Welcome to AT! Happy shooting!
*X*-----------------------------:archer:


----------



## deerhunt45 (Jan 13, 2009)

Thanks for the welcome...I'm back to explore!

Live in Allen County, hunt in Logan County :smile:


----------



## bow&buck (Aug 15, 2006)

Welcome to AT


----------



## Scott07/OH (Feb 9, 2009)

Welcome to AT!!! I'm from Portage County


----------



## 3DinTN (Feb 17, 2004)

Welcome to AT


----------



## JStinson (Aug 24, 2008)

*Fellow Buckeye!*

Welcome dude!

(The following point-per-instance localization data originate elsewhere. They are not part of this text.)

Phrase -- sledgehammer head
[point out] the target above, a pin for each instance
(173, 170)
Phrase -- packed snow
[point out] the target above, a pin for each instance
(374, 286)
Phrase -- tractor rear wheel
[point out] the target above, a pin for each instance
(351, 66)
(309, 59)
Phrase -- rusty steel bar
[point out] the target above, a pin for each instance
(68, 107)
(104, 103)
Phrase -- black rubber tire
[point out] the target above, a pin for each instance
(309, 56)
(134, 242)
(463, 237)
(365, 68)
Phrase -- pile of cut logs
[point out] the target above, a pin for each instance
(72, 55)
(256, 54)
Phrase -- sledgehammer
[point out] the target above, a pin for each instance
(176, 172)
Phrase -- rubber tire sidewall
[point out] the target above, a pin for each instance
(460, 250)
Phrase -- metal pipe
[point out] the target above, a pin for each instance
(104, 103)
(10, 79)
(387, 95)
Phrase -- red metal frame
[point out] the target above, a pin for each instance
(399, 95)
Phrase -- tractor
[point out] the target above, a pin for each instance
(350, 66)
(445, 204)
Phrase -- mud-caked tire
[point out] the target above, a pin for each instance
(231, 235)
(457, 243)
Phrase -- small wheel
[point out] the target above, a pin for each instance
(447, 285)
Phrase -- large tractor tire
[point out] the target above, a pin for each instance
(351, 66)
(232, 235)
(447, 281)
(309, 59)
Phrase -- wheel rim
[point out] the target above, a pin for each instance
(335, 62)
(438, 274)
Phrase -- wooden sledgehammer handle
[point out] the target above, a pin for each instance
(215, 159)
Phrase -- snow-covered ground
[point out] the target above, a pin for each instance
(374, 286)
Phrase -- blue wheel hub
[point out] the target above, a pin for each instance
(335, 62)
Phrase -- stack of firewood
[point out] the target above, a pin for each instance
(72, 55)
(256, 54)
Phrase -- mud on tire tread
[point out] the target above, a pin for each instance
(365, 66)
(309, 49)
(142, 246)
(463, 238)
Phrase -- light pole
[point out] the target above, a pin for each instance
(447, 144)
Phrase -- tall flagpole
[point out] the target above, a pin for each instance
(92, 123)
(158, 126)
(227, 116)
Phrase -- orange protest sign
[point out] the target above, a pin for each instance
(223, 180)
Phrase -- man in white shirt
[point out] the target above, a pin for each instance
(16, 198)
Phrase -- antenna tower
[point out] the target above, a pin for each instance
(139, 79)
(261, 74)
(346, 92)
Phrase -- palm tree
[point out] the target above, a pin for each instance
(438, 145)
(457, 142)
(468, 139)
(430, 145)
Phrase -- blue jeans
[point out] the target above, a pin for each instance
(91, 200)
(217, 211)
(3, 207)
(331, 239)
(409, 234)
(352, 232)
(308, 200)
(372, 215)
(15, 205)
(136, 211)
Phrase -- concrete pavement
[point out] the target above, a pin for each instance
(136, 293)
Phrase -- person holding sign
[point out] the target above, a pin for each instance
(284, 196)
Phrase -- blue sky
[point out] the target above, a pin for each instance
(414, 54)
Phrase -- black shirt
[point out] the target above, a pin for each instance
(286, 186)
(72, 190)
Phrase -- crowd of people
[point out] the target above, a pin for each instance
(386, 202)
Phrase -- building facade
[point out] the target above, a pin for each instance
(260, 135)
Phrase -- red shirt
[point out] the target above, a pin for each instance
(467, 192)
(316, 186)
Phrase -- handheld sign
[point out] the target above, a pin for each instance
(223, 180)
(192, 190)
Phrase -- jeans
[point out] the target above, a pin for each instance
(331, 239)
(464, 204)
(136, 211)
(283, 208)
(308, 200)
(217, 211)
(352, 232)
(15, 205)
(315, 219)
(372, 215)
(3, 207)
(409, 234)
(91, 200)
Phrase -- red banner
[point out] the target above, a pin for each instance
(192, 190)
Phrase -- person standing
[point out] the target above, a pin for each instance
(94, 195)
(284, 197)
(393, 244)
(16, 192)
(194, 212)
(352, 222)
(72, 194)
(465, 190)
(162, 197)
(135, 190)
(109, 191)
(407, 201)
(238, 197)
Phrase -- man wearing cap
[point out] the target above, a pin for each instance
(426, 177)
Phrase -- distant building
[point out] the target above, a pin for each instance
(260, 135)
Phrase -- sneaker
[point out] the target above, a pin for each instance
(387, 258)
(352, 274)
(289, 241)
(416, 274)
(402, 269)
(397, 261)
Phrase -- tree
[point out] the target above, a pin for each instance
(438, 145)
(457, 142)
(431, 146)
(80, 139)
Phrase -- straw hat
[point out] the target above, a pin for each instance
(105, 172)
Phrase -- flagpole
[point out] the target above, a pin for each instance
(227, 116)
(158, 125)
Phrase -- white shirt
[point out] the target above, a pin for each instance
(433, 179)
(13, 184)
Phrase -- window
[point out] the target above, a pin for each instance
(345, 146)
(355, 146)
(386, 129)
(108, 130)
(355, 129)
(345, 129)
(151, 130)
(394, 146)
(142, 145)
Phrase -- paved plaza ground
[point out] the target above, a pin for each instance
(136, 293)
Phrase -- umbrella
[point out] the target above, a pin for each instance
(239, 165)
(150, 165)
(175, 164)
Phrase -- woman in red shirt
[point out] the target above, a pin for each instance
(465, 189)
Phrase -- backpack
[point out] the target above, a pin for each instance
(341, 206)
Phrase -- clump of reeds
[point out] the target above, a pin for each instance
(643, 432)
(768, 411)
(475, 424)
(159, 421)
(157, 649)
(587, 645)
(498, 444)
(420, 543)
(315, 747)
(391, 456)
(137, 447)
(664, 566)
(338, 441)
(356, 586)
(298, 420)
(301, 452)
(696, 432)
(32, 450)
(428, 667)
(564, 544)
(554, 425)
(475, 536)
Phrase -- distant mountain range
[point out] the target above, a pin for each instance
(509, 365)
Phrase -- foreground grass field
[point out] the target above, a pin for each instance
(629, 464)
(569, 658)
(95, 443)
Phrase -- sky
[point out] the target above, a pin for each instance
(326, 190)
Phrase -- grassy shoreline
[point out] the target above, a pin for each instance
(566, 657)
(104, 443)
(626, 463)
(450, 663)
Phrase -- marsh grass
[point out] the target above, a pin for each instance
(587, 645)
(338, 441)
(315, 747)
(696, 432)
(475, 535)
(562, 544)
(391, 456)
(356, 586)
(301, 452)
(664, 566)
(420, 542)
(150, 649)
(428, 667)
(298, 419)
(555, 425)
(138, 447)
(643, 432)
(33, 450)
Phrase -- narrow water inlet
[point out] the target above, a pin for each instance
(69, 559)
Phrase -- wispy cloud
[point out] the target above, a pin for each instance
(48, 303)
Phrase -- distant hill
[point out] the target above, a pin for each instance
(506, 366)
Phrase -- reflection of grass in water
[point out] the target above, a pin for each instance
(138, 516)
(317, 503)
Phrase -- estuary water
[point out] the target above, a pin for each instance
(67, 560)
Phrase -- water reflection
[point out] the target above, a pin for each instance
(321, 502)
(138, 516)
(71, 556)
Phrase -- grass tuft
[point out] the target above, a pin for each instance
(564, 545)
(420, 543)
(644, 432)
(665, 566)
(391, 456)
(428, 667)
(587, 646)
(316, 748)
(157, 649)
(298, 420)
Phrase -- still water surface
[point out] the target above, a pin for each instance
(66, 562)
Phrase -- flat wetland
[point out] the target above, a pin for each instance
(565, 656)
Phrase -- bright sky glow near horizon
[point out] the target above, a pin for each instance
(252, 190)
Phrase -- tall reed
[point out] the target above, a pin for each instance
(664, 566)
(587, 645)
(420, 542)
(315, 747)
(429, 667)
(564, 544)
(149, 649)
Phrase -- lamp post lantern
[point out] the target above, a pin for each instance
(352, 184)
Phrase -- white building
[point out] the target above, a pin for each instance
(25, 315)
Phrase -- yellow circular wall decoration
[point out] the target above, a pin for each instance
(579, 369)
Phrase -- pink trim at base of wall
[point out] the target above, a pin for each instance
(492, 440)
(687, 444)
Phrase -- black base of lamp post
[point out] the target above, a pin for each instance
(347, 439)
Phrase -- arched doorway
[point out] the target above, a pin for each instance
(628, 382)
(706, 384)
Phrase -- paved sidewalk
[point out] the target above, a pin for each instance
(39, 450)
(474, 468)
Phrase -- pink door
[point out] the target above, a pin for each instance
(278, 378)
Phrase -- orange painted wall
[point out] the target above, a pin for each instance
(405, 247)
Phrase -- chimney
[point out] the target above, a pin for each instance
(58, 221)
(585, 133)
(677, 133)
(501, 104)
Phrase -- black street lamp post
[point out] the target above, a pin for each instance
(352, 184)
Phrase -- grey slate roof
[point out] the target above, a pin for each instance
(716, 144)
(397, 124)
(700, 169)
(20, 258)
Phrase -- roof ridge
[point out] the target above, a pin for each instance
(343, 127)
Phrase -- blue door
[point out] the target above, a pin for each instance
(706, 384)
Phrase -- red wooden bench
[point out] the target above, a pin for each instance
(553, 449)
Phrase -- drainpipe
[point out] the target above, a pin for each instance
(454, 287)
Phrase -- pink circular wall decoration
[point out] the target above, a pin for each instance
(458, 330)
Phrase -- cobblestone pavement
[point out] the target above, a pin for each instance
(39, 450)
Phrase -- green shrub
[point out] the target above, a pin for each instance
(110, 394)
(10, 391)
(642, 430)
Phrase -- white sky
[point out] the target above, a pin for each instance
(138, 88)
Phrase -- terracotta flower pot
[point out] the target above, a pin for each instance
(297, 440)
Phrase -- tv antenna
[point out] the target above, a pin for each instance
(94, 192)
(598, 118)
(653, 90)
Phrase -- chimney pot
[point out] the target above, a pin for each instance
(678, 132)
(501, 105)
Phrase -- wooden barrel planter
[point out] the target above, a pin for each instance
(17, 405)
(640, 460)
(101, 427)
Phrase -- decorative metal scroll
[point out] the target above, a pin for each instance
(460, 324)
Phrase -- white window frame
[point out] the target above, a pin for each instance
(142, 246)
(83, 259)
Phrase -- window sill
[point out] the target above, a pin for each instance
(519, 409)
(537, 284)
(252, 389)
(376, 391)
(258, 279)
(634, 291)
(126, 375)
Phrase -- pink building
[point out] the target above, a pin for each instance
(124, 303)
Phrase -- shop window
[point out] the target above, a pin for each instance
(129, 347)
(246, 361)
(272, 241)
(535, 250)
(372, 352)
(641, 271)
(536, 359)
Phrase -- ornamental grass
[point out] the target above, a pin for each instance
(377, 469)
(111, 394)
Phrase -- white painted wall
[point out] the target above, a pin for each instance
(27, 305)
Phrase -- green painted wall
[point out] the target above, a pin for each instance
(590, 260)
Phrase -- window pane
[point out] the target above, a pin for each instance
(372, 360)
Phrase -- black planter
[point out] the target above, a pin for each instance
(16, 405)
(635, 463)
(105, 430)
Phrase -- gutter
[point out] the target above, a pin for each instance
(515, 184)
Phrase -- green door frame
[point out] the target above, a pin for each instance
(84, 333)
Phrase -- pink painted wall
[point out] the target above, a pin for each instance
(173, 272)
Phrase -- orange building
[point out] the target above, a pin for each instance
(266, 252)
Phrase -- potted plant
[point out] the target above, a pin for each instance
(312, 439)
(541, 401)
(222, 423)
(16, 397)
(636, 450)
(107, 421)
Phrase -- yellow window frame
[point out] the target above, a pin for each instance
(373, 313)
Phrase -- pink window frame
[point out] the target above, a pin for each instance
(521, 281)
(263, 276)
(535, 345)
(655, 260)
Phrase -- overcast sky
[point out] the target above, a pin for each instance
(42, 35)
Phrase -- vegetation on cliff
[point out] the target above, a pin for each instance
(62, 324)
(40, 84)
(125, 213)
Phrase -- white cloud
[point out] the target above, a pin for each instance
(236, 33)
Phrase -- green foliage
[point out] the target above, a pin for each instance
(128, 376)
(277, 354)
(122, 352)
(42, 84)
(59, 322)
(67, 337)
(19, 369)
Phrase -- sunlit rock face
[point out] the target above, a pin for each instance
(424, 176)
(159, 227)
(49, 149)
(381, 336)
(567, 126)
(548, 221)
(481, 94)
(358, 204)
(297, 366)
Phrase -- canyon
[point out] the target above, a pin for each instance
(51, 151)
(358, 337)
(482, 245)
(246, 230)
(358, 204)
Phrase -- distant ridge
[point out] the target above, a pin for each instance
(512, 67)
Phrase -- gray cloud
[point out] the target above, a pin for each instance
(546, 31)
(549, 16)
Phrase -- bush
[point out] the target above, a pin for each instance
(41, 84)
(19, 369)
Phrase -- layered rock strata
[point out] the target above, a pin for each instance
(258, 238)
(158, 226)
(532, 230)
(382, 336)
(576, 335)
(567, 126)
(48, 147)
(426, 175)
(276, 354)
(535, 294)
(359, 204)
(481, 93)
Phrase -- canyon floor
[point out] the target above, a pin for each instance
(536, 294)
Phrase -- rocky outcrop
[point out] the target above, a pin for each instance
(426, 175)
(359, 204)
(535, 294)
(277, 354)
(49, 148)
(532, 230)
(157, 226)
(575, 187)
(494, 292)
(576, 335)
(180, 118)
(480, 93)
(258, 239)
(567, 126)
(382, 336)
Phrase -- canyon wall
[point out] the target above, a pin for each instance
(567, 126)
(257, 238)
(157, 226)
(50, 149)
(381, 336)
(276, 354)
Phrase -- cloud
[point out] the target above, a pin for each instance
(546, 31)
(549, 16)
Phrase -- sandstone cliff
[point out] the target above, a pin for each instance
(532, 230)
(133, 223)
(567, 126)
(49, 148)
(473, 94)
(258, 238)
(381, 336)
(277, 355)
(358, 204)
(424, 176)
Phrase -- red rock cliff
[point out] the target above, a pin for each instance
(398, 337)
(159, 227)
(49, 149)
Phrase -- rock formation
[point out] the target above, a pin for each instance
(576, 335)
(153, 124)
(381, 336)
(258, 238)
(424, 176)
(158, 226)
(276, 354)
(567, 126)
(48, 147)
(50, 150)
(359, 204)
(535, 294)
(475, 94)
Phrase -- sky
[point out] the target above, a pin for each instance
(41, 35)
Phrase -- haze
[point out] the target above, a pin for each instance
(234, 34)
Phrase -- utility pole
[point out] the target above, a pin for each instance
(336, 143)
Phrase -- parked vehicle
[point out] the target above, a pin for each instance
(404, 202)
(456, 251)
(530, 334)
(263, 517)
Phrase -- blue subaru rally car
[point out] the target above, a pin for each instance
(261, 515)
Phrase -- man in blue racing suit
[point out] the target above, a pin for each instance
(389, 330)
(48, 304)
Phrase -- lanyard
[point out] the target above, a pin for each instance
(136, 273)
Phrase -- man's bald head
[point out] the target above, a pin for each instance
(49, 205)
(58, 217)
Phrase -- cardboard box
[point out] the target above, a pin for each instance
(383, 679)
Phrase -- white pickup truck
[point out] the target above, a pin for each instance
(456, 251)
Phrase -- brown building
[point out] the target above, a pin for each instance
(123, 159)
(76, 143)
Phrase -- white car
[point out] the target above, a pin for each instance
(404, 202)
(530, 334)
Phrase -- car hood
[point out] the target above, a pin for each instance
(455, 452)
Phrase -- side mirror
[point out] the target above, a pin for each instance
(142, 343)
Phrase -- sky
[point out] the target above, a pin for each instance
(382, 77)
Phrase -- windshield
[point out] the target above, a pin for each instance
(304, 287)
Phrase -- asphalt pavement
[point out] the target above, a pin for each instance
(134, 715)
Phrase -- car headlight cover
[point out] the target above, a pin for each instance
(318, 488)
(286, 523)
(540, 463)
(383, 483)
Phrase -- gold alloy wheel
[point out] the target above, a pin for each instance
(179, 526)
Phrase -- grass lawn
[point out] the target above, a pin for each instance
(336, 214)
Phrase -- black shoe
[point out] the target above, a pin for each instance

I live in Columbus and bowhunt in Jackson County.

See you around.

--Jack
www.deerhuntingishard.blogspot.com


----------



## superbuckeye (Dec 31, 2007)

Welcome aboard.


----------



## trophyhunter20 (Nov 1, 2007)

welcome to at.


----------



## paintedman (Aug 26, 2004)

Welcome to AT


----------



## SouthernOhio#9 (Oct 10, 2005)

Welcome from another Ohioan!


----------



## copperdoc1 (Mar 30, 2008)

Ohio in the house, welcome fellow bucknut. :darkbeer:


----------



## Blackroesses (Aug 17, 2008)

welcome to A T !!!


----------